When travelling you need to consider the weight of your gear. I often work in remote locations, and mostly natural light, often in lowlight or shooting at night (the Northern Lights). I use cameras that are reliable, perform well in lowlight, and are rugged and that shoot high res video. They also need to meet my budget!
Camera and travel insurance is important for obvious reasons. I’ve never needed to use my medical insurance, but when my kit was stolen in Zanzibar, my camera insurance was a career saver.
Do you have any tips for those starting out in the business?
Every photographer will have his or her own take on this. My personal opinion is, if you really want to become a photographer go and study marketing or business. You don’t need to go to university to learn about photography. If you are that driven you can teach yourself.
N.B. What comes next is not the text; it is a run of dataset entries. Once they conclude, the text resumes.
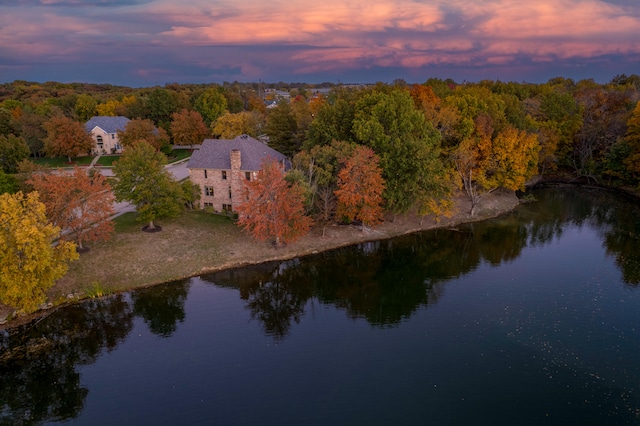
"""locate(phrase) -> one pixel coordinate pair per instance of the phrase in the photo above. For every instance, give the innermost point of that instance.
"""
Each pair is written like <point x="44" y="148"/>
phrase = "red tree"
<point x="80" y="205"/>
<point x="273" y="209"/>
<point x="360" y="187"/>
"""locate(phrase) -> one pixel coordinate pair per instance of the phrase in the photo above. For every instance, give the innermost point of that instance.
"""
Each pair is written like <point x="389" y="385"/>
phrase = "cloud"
<point x="246" y="39"/>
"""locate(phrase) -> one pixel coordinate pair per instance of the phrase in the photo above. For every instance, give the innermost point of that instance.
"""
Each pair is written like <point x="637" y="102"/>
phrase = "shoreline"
<point x="252" y="252"/>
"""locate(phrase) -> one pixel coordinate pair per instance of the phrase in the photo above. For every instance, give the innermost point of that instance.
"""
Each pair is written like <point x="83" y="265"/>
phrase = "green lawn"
<point x="179" y="154"/>
<point x="63" y="161"/>
<point x="107" y="160"/>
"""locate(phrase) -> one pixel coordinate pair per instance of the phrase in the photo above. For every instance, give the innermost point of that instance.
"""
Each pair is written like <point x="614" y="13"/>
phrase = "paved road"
<point x="178" y="170"/>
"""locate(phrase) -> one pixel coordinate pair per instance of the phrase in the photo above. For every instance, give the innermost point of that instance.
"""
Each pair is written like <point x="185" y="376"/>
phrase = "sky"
<point x="141" y="43"/>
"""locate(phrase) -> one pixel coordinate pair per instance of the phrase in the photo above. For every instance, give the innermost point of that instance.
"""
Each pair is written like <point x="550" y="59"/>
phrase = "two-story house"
<point x="104" y="131"/>
<point x="220" y="166"/>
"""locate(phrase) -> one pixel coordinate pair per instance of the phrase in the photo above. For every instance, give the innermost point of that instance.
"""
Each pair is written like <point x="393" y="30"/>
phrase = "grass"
<point x="133" y="258"/>
<point x="179" y="154"/>
<point x="63" y="161"/>
<point x="107" y="160"/>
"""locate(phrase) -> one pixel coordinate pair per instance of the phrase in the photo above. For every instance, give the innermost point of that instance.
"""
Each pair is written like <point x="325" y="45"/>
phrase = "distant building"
<point x="221" y="166"/>
<point x="104" y="131"/>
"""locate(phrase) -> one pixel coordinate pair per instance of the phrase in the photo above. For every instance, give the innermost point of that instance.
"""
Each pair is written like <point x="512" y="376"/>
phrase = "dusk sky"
<point x="153" y="42"/>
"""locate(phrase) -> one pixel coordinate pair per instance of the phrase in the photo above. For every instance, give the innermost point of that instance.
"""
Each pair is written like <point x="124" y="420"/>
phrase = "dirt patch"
<point x="199" y="242"/>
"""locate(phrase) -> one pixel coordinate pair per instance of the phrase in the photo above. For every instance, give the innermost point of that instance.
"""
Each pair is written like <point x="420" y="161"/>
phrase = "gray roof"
<point x="215" y="154"/>
<point x="108" y="124"/>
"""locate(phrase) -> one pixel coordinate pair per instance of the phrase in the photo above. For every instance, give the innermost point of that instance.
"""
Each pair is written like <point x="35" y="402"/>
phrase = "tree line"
<point x="357" y="152"/>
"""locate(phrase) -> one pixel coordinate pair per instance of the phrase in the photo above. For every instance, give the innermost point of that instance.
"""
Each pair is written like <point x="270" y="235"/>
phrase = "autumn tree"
<point x="632" y="140"/>
<point x="408" y="147"/>
<point x="360" y="188"/>
<point x="320" y="167"/>
<point x="77" y="203"/>
<point x="211" y="104"/>
<point x="273" y="209"/>
<point x="143" y="130"/>
<point x="29" y="263"/>
<point x="143" y="181"/>
<point x="229" y="126"/>
<point x="485" y="163"/>
<point x="13" y="149"/>
<point x="188" y="128"/>
<point x="66" y="138"/>
<point x="85" y="107"/>
<point x="281" y="128"/>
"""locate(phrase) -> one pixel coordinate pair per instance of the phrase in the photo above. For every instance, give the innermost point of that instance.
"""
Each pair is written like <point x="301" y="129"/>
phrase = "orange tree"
<point x="360" y="188"/>
<point x="143" y="130"/>
<point x="188" y="128"/>
<point x="78" y="204"/>
<point x="66" y="138"/>
<point x="273" y="208"/>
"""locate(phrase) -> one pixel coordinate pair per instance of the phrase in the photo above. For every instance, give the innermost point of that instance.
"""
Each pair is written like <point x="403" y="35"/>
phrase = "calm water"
<point x="530" y="319"/>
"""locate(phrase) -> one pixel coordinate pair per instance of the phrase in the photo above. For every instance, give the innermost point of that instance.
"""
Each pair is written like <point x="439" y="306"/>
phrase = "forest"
<point x="359" y="154"/>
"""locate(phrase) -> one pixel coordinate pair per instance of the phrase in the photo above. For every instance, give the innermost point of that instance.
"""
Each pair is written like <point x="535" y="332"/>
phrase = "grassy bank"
<point x="198" y="242"/>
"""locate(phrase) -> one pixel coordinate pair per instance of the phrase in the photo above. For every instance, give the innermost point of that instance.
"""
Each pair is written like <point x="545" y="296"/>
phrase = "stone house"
<point x="104" y="131"/>
<point x="221" y="166"/>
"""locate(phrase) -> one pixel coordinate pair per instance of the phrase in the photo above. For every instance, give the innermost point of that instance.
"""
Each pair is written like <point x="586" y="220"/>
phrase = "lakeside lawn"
<point x="55" y="162"/>
<point x="176" y="155"/>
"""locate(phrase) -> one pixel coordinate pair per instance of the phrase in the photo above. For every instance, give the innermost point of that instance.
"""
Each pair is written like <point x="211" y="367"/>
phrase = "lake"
<point x="531" y="318"/>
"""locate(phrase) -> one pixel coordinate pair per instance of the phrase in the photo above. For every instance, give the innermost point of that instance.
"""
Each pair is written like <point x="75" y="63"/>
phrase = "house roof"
<point x="108" y="124"/>
<point x="215" y="154"/>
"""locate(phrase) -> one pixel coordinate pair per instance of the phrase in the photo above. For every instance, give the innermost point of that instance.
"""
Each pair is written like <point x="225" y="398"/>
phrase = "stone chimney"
<point x="236" y="160"/>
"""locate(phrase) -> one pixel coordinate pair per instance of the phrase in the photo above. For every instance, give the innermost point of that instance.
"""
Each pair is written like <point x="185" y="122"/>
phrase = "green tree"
<point x="211" y="104"/>
<point x="143" y="181"/>
<point x="273" y="209"/>
<point x="66" y="138"/>
<point x="408" y="147"/>
<point x="85" y="107"/>
<point x="143" y="130"/>
<point x="13" y="150"/>
<point x="281" y="128"/>
<point x="29" y="263"/>
<point x="188" y="128"/>
<point x="8" y="183"/>
<point x="632" y="139"/>
<point x="229" y="126"/>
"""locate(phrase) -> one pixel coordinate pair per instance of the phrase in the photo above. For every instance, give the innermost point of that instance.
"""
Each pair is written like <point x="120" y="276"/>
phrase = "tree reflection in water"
<point x="162" y="307"/>
<point x="40" y="382"/>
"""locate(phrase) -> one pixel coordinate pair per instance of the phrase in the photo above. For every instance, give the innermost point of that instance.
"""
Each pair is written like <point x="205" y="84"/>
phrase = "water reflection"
<point x="162" y="307"/>
<point x="384" y="282"/>
<point x="38" y="364"/>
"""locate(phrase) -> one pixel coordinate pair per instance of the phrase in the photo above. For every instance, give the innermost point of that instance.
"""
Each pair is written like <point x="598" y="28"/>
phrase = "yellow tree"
<point x="77" y="203"/>
<point x="485" y="163"/>
<point x="66" y="138"/>
<point x="188" y="128"/>
<point x="228" y="126"/>
<point x="29" y="263"/>
<point x="143" y="130"/>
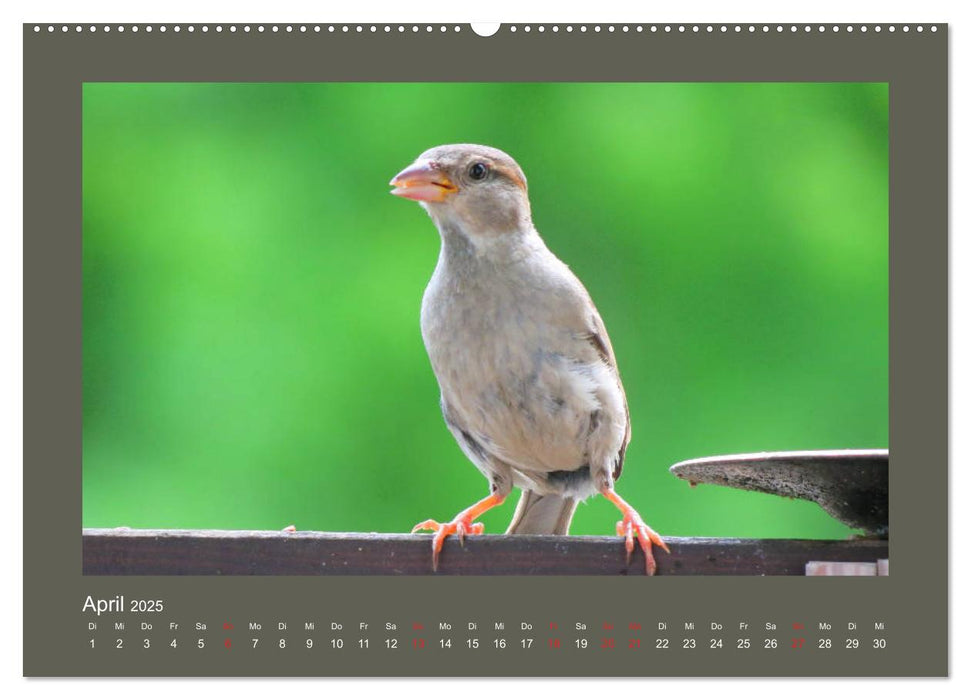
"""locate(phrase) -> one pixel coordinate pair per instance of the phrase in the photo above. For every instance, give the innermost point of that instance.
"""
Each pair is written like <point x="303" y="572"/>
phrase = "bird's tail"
<point x="542" y="515"/>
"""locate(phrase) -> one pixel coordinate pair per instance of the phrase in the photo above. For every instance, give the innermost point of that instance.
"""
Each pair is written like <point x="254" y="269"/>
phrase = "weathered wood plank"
<point x="220" y="552"/>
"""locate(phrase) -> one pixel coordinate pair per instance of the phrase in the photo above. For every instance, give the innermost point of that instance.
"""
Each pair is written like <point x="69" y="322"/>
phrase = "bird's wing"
<point x="597" y="335"/>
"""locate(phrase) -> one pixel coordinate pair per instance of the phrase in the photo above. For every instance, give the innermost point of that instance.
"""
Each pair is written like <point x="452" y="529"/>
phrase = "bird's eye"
<point x="478" y="170"/>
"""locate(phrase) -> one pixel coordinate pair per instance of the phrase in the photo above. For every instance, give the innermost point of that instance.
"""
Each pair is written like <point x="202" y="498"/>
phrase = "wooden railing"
<point x="124" y="551"/>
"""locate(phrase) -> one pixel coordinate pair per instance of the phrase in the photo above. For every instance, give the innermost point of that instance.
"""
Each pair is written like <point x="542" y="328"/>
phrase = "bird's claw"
<point x="461" y="527"/>
<point x="633" y="525"/>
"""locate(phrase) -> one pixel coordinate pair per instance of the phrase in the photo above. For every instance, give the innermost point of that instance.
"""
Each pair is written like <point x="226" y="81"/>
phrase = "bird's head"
<point x="478" y="189"/>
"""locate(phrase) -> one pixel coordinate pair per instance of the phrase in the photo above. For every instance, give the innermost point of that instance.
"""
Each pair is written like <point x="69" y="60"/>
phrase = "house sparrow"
<point x="529" y="382"/>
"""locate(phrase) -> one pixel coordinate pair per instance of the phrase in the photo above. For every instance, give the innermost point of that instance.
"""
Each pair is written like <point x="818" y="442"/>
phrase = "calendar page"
<point x="486" y="350"/>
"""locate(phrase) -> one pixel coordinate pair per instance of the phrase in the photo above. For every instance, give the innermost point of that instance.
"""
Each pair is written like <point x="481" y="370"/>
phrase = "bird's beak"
<point x="423" y="182"/>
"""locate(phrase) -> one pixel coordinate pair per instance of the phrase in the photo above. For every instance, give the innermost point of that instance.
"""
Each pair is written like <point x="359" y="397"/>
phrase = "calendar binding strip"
<point x="421" y="29"/>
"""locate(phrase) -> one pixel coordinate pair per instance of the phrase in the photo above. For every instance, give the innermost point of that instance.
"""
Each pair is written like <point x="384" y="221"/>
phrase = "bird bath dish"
<point x="850" y="485"/>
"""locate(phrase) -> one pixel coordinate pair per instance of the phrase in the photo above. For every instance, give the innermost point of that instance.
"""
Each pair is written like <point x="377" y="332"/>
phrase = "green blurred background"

A hands-on apprenticeship, learning from others with more knowledge and soaking it up like a sponge will help get you there. Many creative freelancers come unstuck because they don’t understand how to market and sell their work. You can always get an agent, but they will take a big chunk of your hard earned money.
What projects have you got coming up?
My next trips will be to Austria and Italy to cover features on skiing. I will also write the feature and shoot video. After that, I’ll head to the USA, and then Himal Pradesh in the Indian Himalayas. I’m also planning a trip to horse ride across Israel’s green north and, in contrast, the desert. Ireland is on the list too, a self-drive with my good friend and explorer, Milbry Polk.
Is there anywhere you’d like to go that you haven’t been?
Having visited all continents and over 110 countries, there is still an awful lot of our planet that I want to cover. Places I would like to visit in the future include Bhutan, Siberia, Rwanda and South Georgia, to name just a few. I also like to revisit places to catch up with friends and see any changes that may have taken place.
And your final thoughts?
I’d love to put together a book of work, but it can be hard without being a big name or having a very specific project. I’m very lucky that I’ve found a way of seeing the world. Photography is from a passionate desire to see the planet and its wildlife and people. I plan to spend more time in the Arctic and Antarctic, magical places that keep calling to me. I like going ‘off-piste’ – the more adventurous the better!